Thanks for posting. You and I may think these are neat and legitimate history, and that history does not end the day a rifle is stuck in a crate at Springfield Armory.
However, some purists are aghast that anyone would be interested in one of these, or even a gun which was altered in military service. They look askance at one which has "mixed parts" as a result of arsenal overhaul, or group cleaning at the unit level. They abhor flintlock muskets converted to percussion, even though it was an authorized modification. Similarly, updates of M1892 Krags to M1896, or rod bayonet M1903s to knife bayonets, or gas trap to gas port Garand conversions are sometimes unloved. Some wise person termed these "evolved" guns which legitimately went through several configurations and should be appreciated in any of them. (Collectors, surely will want one of each!)

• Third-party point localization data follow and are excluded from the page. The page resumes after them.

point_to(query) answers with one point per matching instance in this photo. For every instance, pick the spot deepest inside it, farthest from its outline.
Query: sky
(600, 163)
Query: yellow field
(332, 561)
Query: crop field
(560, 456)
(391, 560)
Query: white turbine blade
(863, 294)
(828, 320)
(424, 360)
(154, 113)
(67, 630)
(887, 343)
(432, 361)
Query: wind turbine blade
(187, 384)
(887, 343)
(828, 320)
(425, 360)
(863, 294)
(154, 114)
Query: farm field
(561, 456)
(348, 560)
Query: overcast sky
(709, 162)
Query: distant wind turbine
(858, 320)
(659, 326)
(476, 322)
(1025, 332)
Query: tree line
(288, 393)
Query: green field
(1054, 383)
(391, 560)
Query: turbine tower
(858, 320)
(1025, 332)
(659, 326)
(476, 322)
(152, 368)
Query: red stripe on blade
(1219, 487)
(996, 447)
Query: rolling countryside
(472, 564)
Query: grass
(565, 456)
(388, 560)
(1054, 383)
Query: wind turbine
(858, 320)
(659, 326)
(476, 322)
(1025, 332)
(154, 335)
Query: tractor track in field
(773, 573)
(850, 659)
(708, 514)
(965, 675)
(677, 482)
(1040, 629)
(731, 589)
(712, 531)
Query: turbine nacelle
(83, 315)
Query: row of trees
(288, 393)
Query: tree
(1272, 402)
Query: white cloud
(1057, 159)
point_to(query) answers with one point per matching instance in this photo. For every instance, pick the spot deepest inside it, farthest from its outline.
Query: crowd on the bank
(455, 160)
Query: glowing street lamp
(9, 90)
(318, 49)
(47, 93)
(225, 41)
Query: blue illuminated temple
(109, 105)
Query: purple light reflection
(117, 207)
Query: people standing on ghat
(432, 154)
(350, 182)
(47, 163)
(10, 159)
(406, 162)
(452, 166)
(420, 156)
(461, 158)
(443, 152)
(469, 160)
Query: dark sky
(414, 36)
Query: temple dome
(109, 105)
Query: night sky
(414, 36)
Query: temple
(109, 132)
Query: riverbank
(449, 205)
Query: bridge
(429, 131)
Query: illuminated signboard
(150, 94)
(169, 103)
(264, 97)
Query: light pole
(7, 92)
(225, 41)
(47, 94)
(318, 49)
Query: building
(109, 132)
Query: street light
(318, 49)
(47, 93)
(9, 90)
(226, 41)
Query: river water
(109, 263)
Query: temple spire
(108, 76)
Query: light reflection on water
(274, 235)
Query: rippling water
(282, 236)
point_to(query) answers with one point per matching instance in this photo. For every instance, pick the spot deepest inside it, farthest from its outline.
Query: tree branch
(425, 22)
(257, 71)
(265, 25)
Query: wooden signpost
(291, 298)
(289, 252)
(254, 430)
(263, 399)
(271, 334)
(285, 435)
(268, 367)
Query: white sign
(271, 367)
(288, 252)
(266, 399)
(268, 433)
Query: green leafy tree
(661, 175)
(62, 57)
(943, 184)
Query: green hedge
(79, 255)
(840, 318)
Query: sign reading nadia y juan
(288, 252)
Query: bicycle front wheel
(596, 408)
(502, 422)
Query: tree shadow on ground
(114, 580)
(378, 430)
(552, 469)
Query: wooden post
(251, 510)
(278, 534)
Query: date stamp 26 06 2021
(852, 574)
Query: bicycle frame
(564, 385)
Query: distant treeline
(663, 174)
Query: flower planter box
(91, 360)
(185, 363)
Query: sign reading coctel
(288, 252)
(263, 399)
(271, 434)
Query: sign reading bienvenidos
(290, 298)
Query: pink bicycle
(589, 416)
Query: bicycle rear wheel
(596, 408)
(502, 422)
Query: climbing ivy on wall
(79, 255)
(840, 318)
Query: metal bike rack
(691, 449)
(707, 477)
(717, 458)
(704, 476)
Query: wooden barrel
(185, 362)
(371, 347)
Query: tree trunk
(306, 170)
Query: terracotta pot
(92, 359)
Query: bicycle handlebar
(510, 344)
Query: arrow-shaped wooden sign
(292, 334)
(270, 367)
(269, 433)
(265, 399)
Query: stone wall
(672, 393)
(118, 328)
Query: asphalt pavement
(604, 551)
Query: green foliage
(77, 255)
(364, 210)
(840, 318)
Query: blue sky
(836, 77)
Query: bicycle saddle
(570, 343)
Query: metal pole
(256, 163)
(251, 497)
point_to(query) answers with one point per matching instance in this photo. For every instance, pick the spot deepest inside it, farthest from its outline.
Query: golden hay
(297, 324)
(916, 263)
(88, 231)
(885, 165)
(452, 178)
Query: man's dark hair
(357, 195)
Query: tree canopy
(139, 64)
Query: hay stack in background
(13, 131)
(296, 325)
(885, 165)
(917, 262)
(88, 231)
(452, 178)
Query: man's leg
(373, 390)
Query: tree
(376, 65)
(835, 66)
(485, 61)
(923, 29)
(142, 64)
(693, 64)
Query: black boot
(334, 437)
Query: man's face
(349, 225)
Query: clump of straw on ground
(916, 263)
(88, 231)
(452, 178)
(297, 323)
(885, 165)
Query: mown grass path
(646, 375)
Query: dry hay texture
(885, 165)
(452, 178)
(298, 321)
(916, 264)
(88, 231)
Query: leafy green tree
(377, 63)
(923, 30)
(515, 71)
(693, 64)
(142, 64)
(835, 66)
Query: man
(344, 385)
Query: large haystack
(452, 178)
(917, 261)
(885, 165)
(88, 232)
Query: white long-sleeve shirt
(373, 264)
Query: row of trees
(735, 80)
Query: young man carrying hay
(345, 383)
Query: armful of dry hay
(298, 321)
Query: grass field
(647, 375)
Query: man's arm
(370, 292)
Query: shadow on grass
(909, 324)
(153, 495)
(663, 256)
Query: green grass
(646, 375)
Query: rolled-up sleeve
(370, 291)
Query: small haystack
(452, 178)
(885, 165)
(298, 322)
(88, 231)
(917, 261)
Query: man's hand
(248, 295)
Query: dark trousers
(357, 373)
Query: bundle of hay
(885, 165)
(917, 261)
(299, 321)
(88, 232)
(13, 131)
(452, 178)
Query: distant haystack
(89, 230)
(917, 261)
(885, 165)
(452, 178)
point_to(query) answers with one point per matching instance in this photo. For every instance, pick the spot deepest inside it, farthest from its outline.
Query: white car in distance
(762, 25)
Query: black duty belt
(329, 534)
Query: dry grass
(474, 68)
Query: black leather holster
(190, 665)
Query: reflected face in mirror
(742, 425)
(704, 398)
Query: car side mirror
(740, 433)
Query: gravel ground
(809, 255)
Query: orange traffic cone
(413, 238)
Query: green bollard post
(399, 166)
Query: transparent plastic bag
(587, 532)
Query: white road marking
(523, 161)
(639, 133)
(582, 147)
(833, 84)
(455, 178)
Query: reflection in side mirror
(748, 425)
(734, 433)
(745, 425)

My "Frankenfield" term encompasses those which evolved, some would say mutated, far beyond any military evolution. But, I think they are fun, and Frankenfield is a fun name for them and clearly recognizes their dubious heritage.
Now, about that M1863 Springfield musket that Bannerman blued, I need to figure out if that fits the Frankenfield category, or if it provides an excuse to form a separate Bannerman niche in the cave.
Then there are the hybrid Rem-Field rolling blocks and Spring-Chester Hotchkiss rifles which need distinction from their cousins made exclusively by one or the other.
This sort of stuff keeps the collecting game interesting, and provides new excuses to convince the spouse that another gun is needed.